Monticello Nov. 15. 25.
I inclose you some papers from mr Dawson which ought, I presume, to be deposited in your office. indeed I have so compleatly lost sight of our accounts that I do not understand these papers, and must hereafter depend entirely on your self and the committee of accounts for such general statements as it may be necessary to give to the public.
I inclose you a letter from the Collector of N. York shewing that he has not yet recieved the 638D.52C for freight and duties on the marble landed there. I find by my letter to him of Oct. 11. that I informed him I had that day desired you to remit that sum to him immediately. will you enquire into this and let me know what excuse I may make to him. these gentlemen are so obliging in their advances of freight and duty for us, that we should be very prompt in replacing their advances. I shall not answer him until I hear from you.
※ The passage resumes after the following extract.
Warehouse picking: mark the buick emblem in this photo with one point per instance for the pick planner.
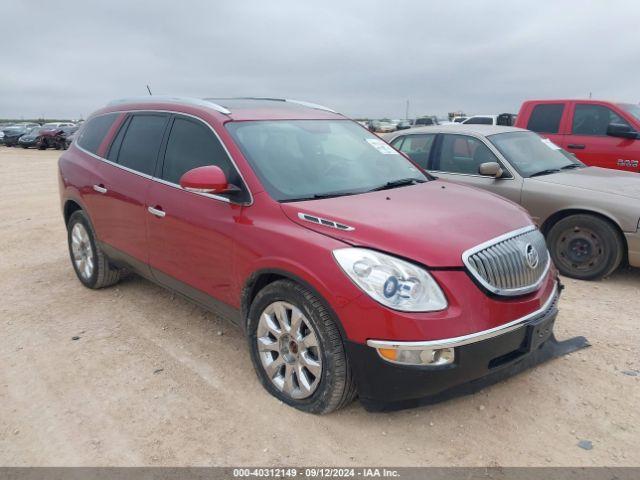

When I wrote to you the other day on the subject of meat-houses for the Professors I omitted to mention three essential precautions in building meat-houses. 1. they should be tightly paved with brick to prevent rats from burrowing under them. 2. a shelf should be run all round the inside of the house 12 I. wide at least; 18 I. would be better, smooth planed below, and no supports below. a rat from below can never pass that shelf to get to the meat in the roof. 3. not a crevice should be left for a ray of light to enter the house. a fly cannot stay in a room compleatly dark. every housekeeper knows the losses in meat houses from rats & flies.
I suppose Chisolm’s Lewis is somewhere about the University. I have a room for him to plaister, and you will oblige me by sending him to me as I know not where to seek him. friendly and respectful salutations
ViU: Thomas Jefferson Papers (Proctor’s Papers).